Kreissynode macht sich Gedanken über die Zukunft und tief greifende Neustrukturierungen

Bünde (bex). Bleibt die Kirche im Dorf oder muss das Kirchturmdenken überwunden werden? Wie die Arbeit in den 32 Gemeinden des Kirchenkreises in den nächsten Jahrzehnten aussehen könnte, darüber machten sich die Teilnehmer der Kreissynode Gedanken.
Denn die Mitgliederzahlen schrumpfen kontinuierlich - und damit die finanziellen Mittel.
Keine gravierenden Entscheidungen standen für die Synodalen im Herforder Lutherhaus an. So nutzten sie das Wochenende zu einer »Orientierungs-Synode«, wie Superintendent Gerhard Etzien es nannte. Doch auch die hatte es in sich. Auf lange Sicht, so die These von Privatdozentin Dr. Uta Pohl-Patalong (Hamburg), stehe das Modell der Ortsgemeinde zur Disposition.
»Konkret bedeutet dies: Weg von den vielen Ortsgemeinden, hin zu weniger Gemeindeorten, an denen jeweils bestimme Schwerpunkte gesetzt werden«, erläuterte Etzien. An diesen Gemeindeorten müsse das gemeinschaftliche Kirchenleben der einzelnen Gemeindegruppen mit den übergeordneten synodalen Diensten (Diakonie, Bildung, Beratung) verknüpft werden. Nicht nur Gemeindehäuser, beispielsweise auch das evangelische Lukas-Krankenhaus könne ein solcher Ort sein. Dort würden dann allgemeine Gottesdienste, nicht nur für die Patienten, oder die Ausbildung der »Grünen Damen« angeboten. Auch weiter gehende Schwerpunktbildungen im Bereich der Kirchenmusik seien denkbar. »Wir müssen weg vom reinen Defizitmodell.« Die Zahl der »Betriebsstätten« müsse gesenkt, die Qualität jedoch gehalten werden - ein Spagat. »Für Herford bedeutet das, dass es in 20 Jahren vielleicht nur noch fünf Orte der Kirche geben wird.« Diese völlige Neustrukturierung beinhalte die Wahlfreiheit eines jeden Gläubigen für einen dieser Orte, feste Gemeindezugehörigkeiten würden dann der Vergangenheit angehören. Eine Analyse der kreiskirchlichen Immobilien ist bereits veranlasst.

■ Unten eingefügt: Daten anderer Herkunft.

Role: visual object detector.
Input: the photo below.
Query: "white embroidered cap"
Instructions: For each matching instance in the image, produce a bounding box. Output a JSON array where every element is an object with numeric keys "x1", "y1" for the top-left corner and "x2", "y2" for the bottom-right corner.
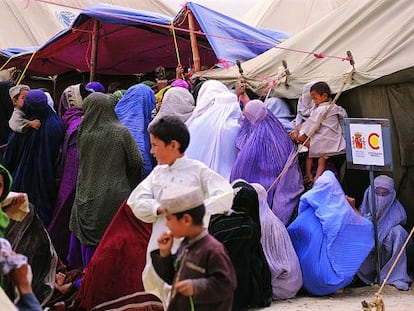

Der Kirchenkreis Herford hat noch 136 000 Mitglieder. Diese Zahl schrumpft jährlich um gut ein Prozent. Verantwortlich dafür sind erst an dritter Stelle die Kirchenaustritte. Mehr Todesfälle als Geburten sowie der Wegzug evangelischer Christen in andere Regionen wiegen schwerer.
Die Kreissynode verabschiedete zudem einstimmig eine neue Finanzsatzung zur Anpassung an das neue Finanzausgleichsverfahren der Landeskirche. Außerdem schlossen sich die Synodalen der Entscheidung der anderen drei Kirchenkreise im Kirchenkreisverband an, eine Kirchensteuer freie Finanzierung der Bildungs- und Begegnungsstätte Haus Reineberg bis 2008 zu erreichen.
Wird bis dahin keine neue wirtschaftliche Grundlage für das Haus geschaffen (Einnahmenerhöhung, neuer Träger), wird es geschlossen.